El simposio de biotecnología organizado por la Organización de las Naciones Unidas por la Alimentación y la Agricultura (FAO) se realizó desde el lunes 15 hasta el miércoles 17 de febrero, en su sede central ubicada en Roma. Durante tres días dio lugar a presentaciones de las grandes corporaciones de la agricultura química y sus gobiernos afines.
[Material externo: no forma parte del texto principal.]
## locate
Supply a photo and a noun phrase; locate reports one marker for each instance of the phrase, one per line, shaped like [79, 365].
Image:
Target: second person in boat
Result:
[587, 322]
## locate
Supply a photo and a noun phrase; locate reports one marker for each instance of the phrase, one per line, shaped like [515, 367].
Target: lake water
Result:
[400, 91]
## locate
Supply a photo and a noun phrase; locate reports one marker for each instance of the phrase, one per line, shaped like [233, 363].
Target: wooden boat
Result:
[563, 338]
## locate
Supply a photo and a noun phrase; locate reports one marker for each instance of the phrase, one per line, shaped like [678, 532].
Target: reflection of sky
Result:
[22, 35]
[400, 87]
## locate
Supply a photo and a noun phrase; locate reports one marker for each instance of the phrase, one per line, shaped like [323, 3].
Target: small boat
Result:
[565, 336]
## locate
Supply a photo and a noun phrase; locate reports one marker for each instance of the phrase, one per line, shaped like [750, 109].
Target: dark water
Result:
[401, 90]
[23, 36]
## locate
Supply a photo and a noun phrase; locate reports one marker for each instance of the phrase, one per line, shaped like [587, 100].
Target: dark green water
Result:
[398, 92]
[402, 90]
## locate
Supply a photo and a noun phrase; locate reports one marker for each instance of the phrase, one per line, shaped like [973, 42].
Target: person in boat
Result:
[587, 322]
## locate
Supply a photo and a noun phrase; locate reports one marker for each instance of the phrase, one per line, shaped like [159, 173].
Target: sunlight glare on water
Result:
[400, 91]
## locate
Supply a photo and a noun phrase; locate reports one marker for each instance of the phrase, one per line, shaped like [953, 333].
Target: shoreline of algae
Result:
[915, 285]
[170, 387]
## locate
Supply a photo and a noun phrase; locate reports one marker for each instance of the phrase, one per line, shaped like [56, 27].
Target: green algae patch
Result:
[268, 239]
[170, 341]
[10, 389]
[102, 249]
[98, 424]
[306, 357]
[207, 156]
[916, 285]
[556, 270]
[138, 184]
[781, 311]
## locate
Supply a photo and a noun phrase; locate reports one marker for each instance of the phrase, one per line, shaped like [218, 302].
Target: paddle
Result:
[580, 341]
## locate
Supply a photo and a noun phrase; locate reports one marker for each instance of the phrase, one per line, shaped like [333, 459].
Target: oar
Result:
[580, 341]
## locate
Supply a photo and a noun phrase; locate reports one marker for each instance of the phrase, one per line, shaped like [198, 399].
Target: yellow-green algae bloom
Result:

En el marco de dicho evento, sólo uno de los oradores invitados fue abiertamente crítico con los transgénicos. Frente a esta convocatoria, organizaciones de todo el mundo denunciaron el poder de la agroindustria para direccionar las políticas del organismo hacia el apoyo a cultivos y animales genéticamente modificados.

Más de 100 movimientos sociales, representantes de organizaciones campesinas e indígenas y otros miembros de la Sociedad Civil de todo el mundo publicaron una declaración conjunta  donde explicitan la preocupación por la posición de la FAO que, una vez más, cedió ante las presiones de la agroindustria.

Dicho documento sostiene que “A través de la FAO, la agroindustria quiere relanzar su falso mensaje de que los cultivos transgénicos pueden alimentar al mundo y enfriar el planeta”.

De acuerdo con las organizaciones, el simposio debería marcar el fin de la dependencia de agroquímicos y organismos genéticamente modificados. Sostienen que en los últimos 20 años, quedó demostrado que el uso de estos químicos resultó un fracaso desde el ámbito social, económico y ambiental, ya que muchas personas fueron expuestas a sustancias peligrosas usadas por la agricultura química. Además, los costos de los agricultores dependientes de esta tecnología aumentaron más de 5 veces. Sin embargo, luego del éxito de las reuniones internacionales sobre agroecología organizadas por el organismo de la ONU entre 2014 y 2015 se intensificó el lobby de las multinacionales químicas; que concluyó en el evento en cuestión.

Afirman que la única alternativa para producir alimentos de calidad y acceso popular es la agroecología. Esta tecnología fortalece la vida de los agro-ecosistemas y las economías locales. De esta manera, los alimentos se encuentran mejor protegidos de las catástrofes climáticas y las crisis económicas.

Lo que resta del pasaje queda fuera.